If you’re going to Germany, be sure you haven’t de-identified your passport photograph
In April 2019, I wrote an article about Israeli company D-ID, founded by Gil Perry, after meeting him at the Netexplo Innovation Observatory, an event I attend every year.
Perry’s company specializes in de-identification, a process that introduces slight modifications to photographs of faces that cannot be perceived with the naked eye, but which prevent them from being used to feed facial recognition databases. Digital facial recognition is based on a few measurements in an image, so what the D-ID algorithms do is to slightly separate the eyes or modify imperceptibly certain features so they no longer coincide with the original parameters in a photograph, thus preventing algorithmic programs from recognizing them.
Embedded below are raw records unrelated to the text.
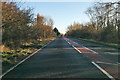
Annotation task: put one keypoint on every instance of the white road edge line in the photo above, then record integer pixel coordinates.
(23, 60)
(106, 63)
(107, 74)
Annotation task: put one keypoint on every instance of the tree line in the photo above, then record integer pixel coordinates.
(104, 23)
(19, 26)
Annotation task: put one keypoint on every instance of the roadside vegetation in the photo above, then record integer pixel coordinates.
(104, 25)
(22, 34)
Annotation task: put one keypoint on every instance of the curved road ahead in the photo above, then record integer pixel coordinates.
(57, 60)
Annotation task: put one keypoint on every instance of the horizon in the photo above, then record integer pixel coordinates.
(62, 13)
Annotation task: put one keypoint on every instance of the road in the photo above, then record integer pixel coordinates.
(57, 60)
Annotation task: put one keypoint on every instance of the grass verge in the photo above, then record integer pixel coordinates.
(103, 43)
(12, 57)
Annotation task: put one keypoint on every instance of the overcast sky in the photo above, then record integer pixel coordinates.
(62, 13)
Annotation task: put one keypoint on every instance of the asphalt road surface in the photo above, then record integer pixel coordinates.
(57, 60)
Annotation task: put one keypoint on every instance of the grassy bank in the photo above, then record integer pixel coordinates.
(12, 57)
(103, 43)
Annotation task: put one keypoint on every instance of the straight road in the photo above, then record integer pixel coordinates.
(57, 60)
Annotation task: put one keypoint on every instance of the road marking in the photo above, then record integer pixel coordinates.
(106, 63)
(107, 74)
(73, 46)
(96, 65)
(23, 60)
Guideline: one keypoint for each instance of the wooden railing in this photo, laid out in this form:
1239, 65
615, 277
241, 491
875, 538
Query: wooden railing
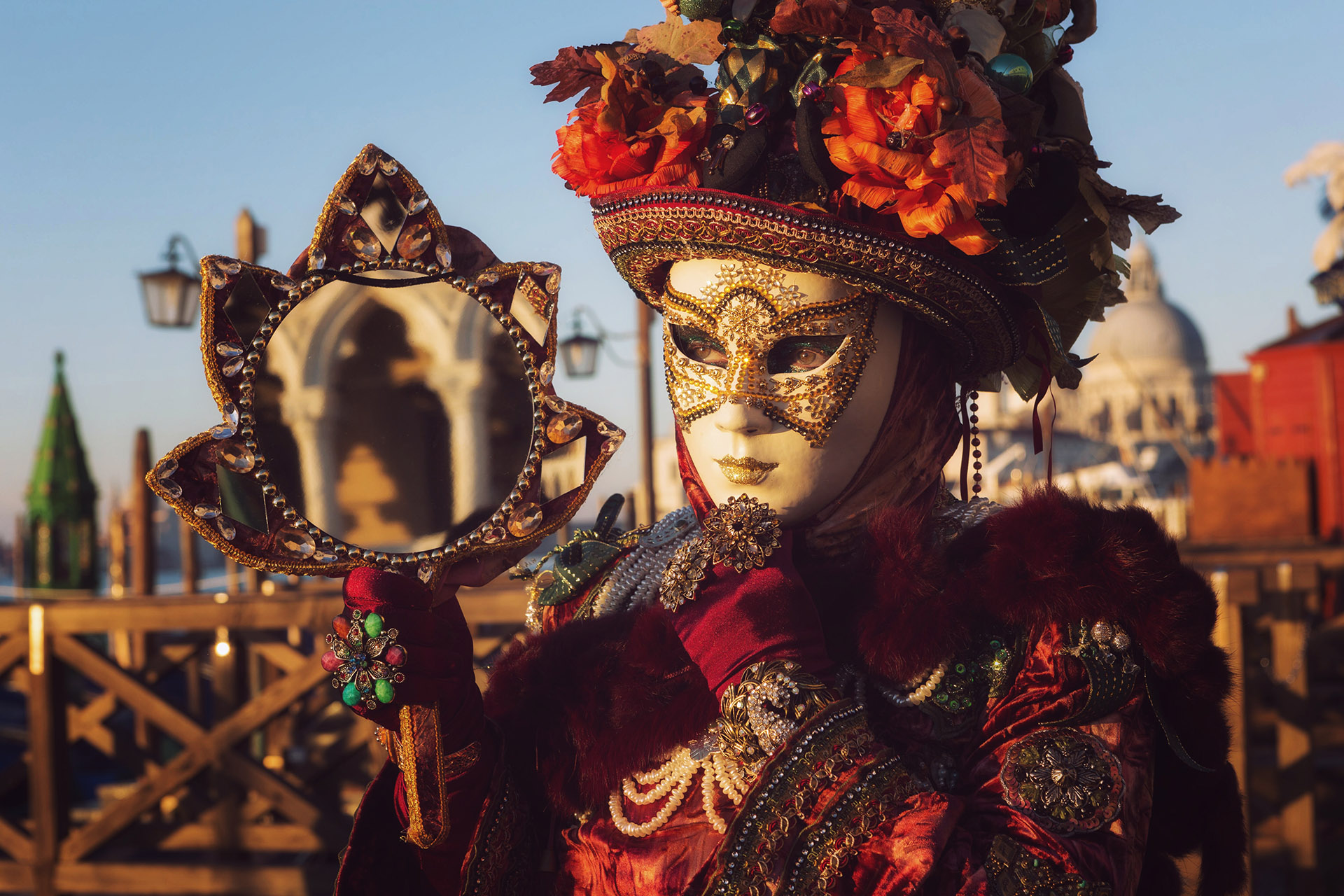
1287, 708
230, 766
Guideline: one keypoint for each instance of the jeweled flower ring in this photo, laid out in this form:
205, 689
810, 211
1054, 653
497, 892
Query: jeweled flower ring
363, 660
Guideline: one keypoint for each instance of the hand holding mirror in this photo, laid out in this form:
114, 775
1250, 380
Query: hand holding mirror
386, 403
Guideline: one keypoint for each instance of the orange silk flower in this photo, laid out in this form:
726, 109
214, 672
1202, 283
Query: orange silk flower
631, 139
913, 182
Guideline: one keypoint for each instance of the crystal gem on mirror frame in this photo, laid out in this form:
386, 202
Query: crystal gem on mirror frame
524, 519
298, 542
360, 241
564, 428
413, 242
235, 456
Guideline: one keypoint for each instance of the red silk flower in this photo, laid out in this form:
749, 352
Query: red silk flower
632, 137
936, 181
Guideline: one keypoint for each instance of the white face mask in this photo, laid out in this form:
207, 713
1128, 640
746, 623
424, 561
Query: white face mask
780, 381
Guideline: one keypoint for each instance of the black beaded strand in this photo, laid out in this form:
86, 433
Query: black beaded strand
974, 445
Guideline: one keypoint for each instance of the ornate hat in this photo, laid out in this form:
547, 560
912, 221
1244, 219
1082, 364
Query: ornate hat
933, 152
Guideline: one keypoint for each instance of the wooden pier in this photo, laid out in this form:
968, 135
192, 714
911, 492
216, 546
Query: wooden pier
230, 764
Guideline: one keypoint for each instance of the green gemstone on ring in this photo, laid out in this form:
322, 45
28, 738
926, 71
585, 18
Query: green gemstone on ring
372, 625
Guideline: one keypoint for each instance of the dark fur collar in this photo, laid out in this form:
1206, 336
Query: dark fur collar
596, 700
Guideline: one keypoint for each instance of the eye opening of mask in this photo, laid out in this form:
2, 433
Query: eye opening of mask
699, 346
802, 354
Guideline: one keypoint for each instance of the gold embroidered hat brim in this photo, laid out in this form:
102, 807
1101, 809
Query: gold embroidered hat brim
645, 232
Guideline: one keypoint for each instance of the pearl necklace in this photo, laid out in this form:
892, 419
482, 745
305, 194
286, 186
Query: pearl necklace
636, 578
910, 696
672, 780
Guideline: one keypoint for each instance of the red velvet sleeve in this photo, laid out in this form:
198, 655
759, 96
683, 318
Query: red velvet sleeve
445, 754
As I noted in my piece, this is a very effective way of protecting our privacy: D-ID’s algorithms can easily be applied to any photograph of ourselves we upload to social networks so as to prevent them from identifying us in case they are being used to feed databases, which had happened to me before. Now, the German government has announced a ban on the use of these kind of morphing technologies on photographs for official documents such as identity cards or passports, arguing that these modifications could be used to assign several identities to a single photograph, potentially allowing different people to use the same ID to cross international borders that use electronic verification systems.
From now on, German passport photographs will either have to be taken at official document issuing offices or sent digitally through a secure connection to ensure that they have not been tampered with.
The possibility of using this type of de-identification technology on an official document such as a passport could make sense when visiting certain countries that use facial recognition technology aggressively, although I am unfamiliar with immigration procedures at airports. Obviously, interfering with an official document might be ill-advised, but Germany’s decision to specifically ban the use of this kind of technology seems dystopian, and suggests that its use might indeed be spreading.
Can we expect similar decisions in other countries?